The ECB has two options: it can increase the monthly buying volume from currently 60 billion euros and/or it can officially extend its buying programme beyond September 2016. The consensus is the ECB to prefer the second alternative – a longer duration of purchases.

Indeed, the larger monthly buying volume would have a stronger signal effect in the short term, but this signal could soon be interpreted negatively if markets speculate that the supply of bonds available to the ECB would decline all the sooner and the bank could consequently run into difficulties with the effective implementation of its programme.

If the ECB takes action during the remainder of the year, as expected, the announcement of an extension of the programme would change nothing with regard to the foreseeable future (i.e. in the coming months). The important signal effect of such a decision would be low. Consequently, the ECB will probably accept the risks associated with a higher buying volume in December.

However, this measure will only support the markets, not the economy as a whole. In general, low growth and low inflation are inevitable after the bursting of a debt bubble. That is why the belief that bond purchases would support growth in the euro area was regarded by some with skepticism. And the disappointing data has increased such sentiment.

But instead of stopping the mostly ineffective purchases, the ECB looks set to increase them. Ultimately, such a step will not support growth, but only inflate prices on the financial markets.

 

Sentix Investor Confidence is due to be released. The figure will be of greater interest than usual this time, as it gives us the first sign on how big a euro-area sentiment effect can be obtained from the market unrest.

Another important event is the release of German industrial production and trade balance figures for July. This may also give an indication of the direct export impact of the economic weakness in China.

UK

Although it is currently not high on the list of things for markets to worry about, the UK’s potential departure from the EU, following a referendum (planned for no later than end of 2017), would have significant ramifications for the UK and the rest of Europe. Many of the economic arguments in favour of a Brexit are unconvincing and it is ultimately a political issue.

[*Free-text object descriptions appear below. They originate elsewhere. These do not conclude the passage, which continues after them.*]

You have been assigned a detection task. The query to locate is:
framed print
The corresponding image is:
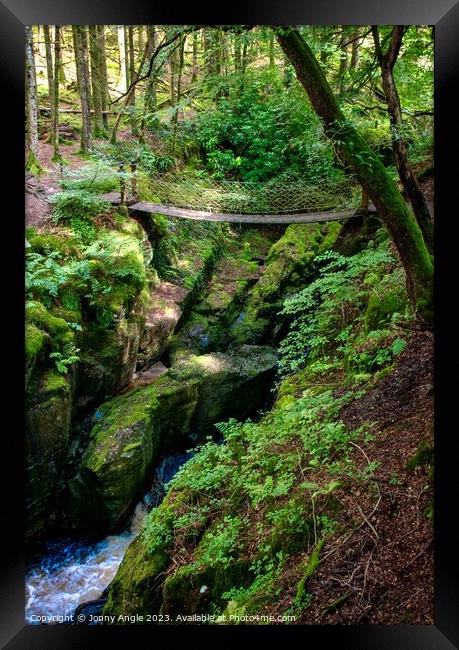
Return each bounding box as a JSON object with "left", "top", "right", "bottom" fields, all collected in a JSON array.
[{"left": 1, "top": 0, "right": 458, "bottom": 647}]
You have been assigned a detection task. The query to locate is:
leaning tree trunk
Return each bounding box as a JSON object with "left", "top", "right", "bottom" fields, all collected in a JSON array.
[
  {"left": 43, "top": 25, "right": 54, "bottom": 143},
  {"left": 73, "top": 25, "right": 92, "bottom": 152},
  {"left": 25, "top": 26, "right": 40, "bottom": 172},
  {"left": 52, "top": 25, "right": 61, "bottom": 160},
  {"left": 372, "top": 26, "right": 434, "bottom": 254},
  {"left": 275, "top": 26, "right": 433, "bottom": 324}
]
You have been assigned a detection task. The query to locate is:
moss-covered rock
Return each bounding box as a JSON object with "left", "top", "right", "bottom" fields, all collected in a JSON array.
[
  {"left": 230, "top": 222, "right": 341, "bottom": 346},
  {"left": 65, "top": 373, "right": 199, "bottom": 533},
  {"left": 169, "top": 344, "right": 277, "bottom": 432},
  {"left": 137, "top": 281, "right": 189, "bottom": 368},
  {"left": 103, "top": 532, "right": 170, "bottom": 619},
  {"left": 25, "top": 369, "right": 74, "bottom": 541}
]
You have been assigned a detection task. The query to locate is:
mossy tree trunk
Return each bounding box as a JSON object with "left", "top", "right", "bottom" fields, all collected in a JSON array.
[
  {"left": 52, "top": 25, "right": 61, "bottom": 160},
  {"left": 372, "top": 26, "right": 434, "bottom": 254},
  {"left": 72, "top": 25, "right": 92, "bottom": 153},
  {"left": 43, "top": 25, "right": 54, "bottom": 143},
  {"left": 25, "top": 26, "right": 41, "bottom": 173},
  {"left": 275, "top": 26, "right": 433, "bottom": 324}
]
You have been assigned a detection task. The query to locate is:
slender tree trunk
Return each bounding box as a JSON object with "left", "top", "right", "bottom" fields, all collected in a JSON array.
[
  {"left": 52, "top": 25, "right": 61, "bottom": 159},
  {"left": 275, "top": 26, "right": 433, "bottom": 324},
  {"left": 137, "top": 25, "right": 144, "bottom": 59},
  {"left": 234, "top": 33, "right": 241, "bottom": 73},
  {"left": 43, "top": 25, "right": 54, "bottom": 143},
  {"left": 337, "top": 29, "right": 350, "bottom": 96},
  {"left": 128, "top": 26, "right": 136, "bottom": 105},
  {"left": 350, "top": 29, "right": 361, "bottom": 72},
  {"left": 97, "top": 26, "right": 110, "bottom": 130},
  {"left": 58, "top": 27, "right": 66, "bottom": 83},
  {"left": 372, "top": 26, "right": 434, "bottom": 254},
  {"left": 89, "top": 25, "right": 104, "bottom": 137},
  {"left": 145, "top": 26, "right": 157, "bottom": 113},
  {"left": 73, "top": 25, "right": 92, "bottom": 152},
  {"left": 192, "top": 31, "right": 198, "bottom": 82},
  {"left": 25, "top": 26, "right": 40, "bottom": 172},
  {"left": 117, "top": 25, "right": 127, "bottom": 94},
  {"left": 269, "top": 31, "right": 275, "bottom": 68},
  {"left": 72, "top": 27, "right": 81, "bottom": 95},
  {"left": 241, "top": 40, "right": 248, "bottom": 75},
  {"left": 172, "top": 35, "right": 185, "bottom": 150}
]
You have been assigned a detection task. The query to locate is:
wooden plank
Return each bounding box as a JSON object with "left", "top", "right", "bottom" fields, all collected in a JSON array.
[{"left": 127, "top": 202, "right": 358, "bottom": 224}]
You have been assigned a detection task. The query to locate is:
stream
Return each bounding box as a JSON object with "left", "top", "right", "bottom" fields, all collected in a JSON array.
[{"left": 25, "top": 450, "right": 193, "bottom": 624}]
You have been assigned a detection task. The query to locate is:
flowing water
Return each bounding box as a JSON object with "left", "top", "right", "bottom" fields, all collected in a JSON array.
[{"left": 25, "top": 451, "right": 193, "bottom": 624}]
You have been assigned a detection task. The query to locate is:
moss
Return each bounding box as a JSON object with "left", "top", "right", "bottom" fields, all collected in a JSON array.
[
  {"left": 28, "top": 231, "right": 79, "bottom": 257},
  {"left": 294, "top": 537, "right": 326, "bottom": 605},
  {"left": 25, "top": 323, "right": 47, "bottom": 363},
  {"left": 364, "top": 287, "right": 407, "bottom": 331},
  {"left": 406, "top": 441, "right": 434, "bottom": 471},
  {"left": 103, "top": 533, "right": 170, "bottom": 619},
  {"left": 42, "top": 369, "right": 71, "bottom": 395}
]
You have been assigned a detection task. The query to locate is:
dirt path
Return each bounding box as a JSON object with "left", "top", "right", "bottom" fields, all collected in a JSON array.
[{"left": 26, "top": 140, "right": 89, "bottom": 230}]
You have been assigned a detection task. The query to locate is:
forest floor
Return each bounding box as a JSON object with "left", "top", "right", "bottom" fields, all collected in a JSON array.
[
  {"left": 268, "top": 330, "right": 434, "bottom": 624},
  {"left": 25, "top": 127, "right": 141, "bottom": 231}
]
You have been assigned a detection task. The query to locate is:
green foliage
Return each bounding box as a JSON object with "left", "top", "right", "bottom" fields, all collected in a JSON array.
[
  {"left": 51, "top": 189, "right": 110, "bottom": 223},
  {"left": 187, "top": 70, "right": 340, "bottom": 182},
  {"left": 278, "top": 235, "right": 411, "bottom": 378},
  {"left": 60, "top": 161, "right": 119, "bottom": 194},
  {"left": 49, "top": 343, "right": 80, "bottom": 374}
]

But there is a strong sense that the debate is not really about the EU at all. It is part of a wider backlash against globalisation which is evident in many other European countries but finds expression in Britain in anti-EU sentiment.

The primary benefit of EU membership is tariff-free access to a market of 500 million people which facilitates the movement of goods, services, capital and labour (let’s not forget the EU is by far the largest market for UK exports and is an important source of FDI inflows). The financial services is also a major beneficiary of the UK’s membership of the EU, and half of all European investment banking activity is conducted in London.

The economic case for Brexit revolves around two key arguments:

  • It will result in lower EU imposed regulation which helps to improve the UK’s growth performance. The UK already has amongst the least regulated product markets and the lowest level of labour protection in the EU; hence the removal of EU legislation would not provide much of a boost.
  • Since the UK is a net contributor to the EU budget, the funds could be better spent on domestic projects. Whilst the UK is the second largest gross net contributor after Germany, it is only the fifth largest on a per head basis, and the average contribution over the period 1973-2014 amounted to just 0.35% of GDP.

The majority of the evidence indicates that there are substantial net costs to leaving the EU and it is hard to avoid the conclusion that a Brexit represents a gamble with the UK’s economic and political interest, whose payoff is at best uncertain.

China

In China, focus next week will turn to export figures, credit growth and inflation. Exports have been weak this year with exports to emerging markets in particular taking a hit. The coming months will give an impression of how hard the emerging market crisis is hitting exports to this region and August will give the first signal. However, the data is very volatile so it is hard to gauge a trend from a single number.

The numbers on credit growth (aggregate financing) will also be interesting to see whether the monetary easing is feeding through to actual growth in credit. So far, the credit impulse is still quite weak.

The main lift to growth in China currently is coming from housing, where home sales and house prices have picked up lately.